If we specify a pattern after the commas or carets, we limit the effect to the parts of the variable value that match the pattern.
4.3. Bash 5.1
Since Bash 5.1, we can also use an alternative syntax for both operations:
$ echo "${filecontents@L}"
In this case, Bash applies the [@L]owercase transformation to all relevant characters.
When it comes to [@U]uppercase, we just switch the letter:
$ echo "${filecontents@U}"
Since the shell and the terminal dictate much of the encoding context, working within Bash directly usually has a great chance to preserve and properly apply that encoding.
That’s especially true when using a prepopulated string like filecontents.
4.4. Vi Editor
The ubiquitous Vi editor provides many shortcuts for text manipulation. For brevity, we use vi (Vi) when referencing both the Vi and Vim editors.

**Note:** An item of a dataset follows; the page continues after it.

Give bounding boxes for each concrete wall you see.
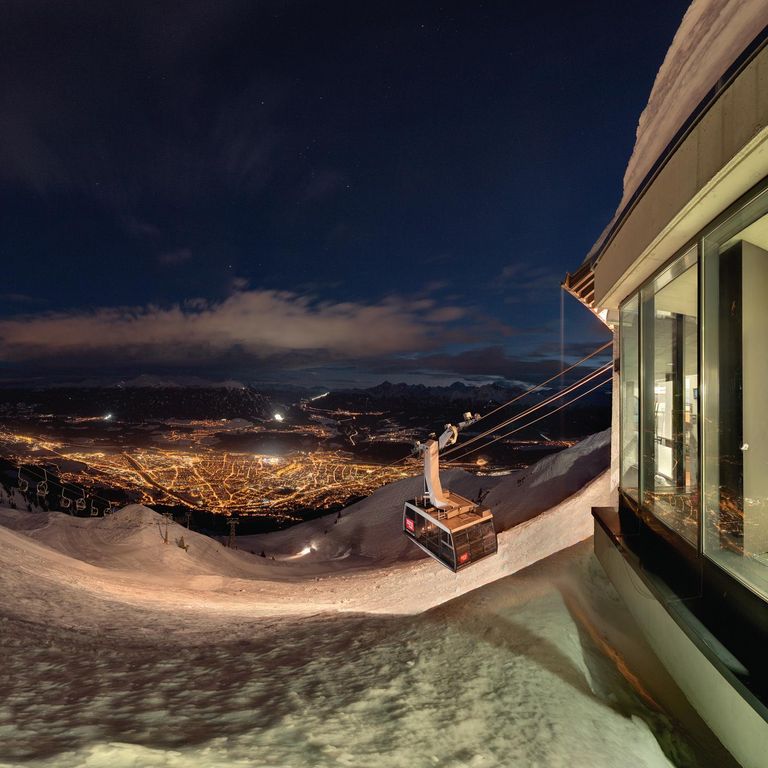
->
[595,47,768,308]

In particular, we’ll explore a series of Normal (Command) Mode commands for converting to lowercase:
$ vi file
[...]
gg0guGZZ
Now, let’s break down what this sequence does:
- open file
- gg (to first line) followed by 0 goes to the first line and column
- gu (lowercase) or gU (uppercase) followed by G (to last line) lowers the case of all the characters until the bottom of the file
- ZZ saves the current buffer changes and exits
So, the change for uppercase is again a single letter:
$ vi file
[...]
gg0gUGZZ
In fact, we can convert either of the above into a single automated command, which saves the changes in-place:
$ vi -c'normal! gg0gUGZZ' file
Here, the -c switch enables the execution of the gg0guGZZ or gg0gUGZZ normal ! mode commands after file is open. Since we also add the ZZ, we may not even see the editor screen before the operation is complete, depending on the file size.
This method, like the latter, handles encoding very well, as it treats the file based on its preconfigured or detected encoding.
5. Summary
In this article, we explored ways to change the text case of strings and files.
In conclusion, while there are many methods to perform case conversion, we explored some of the most basic and standard ones.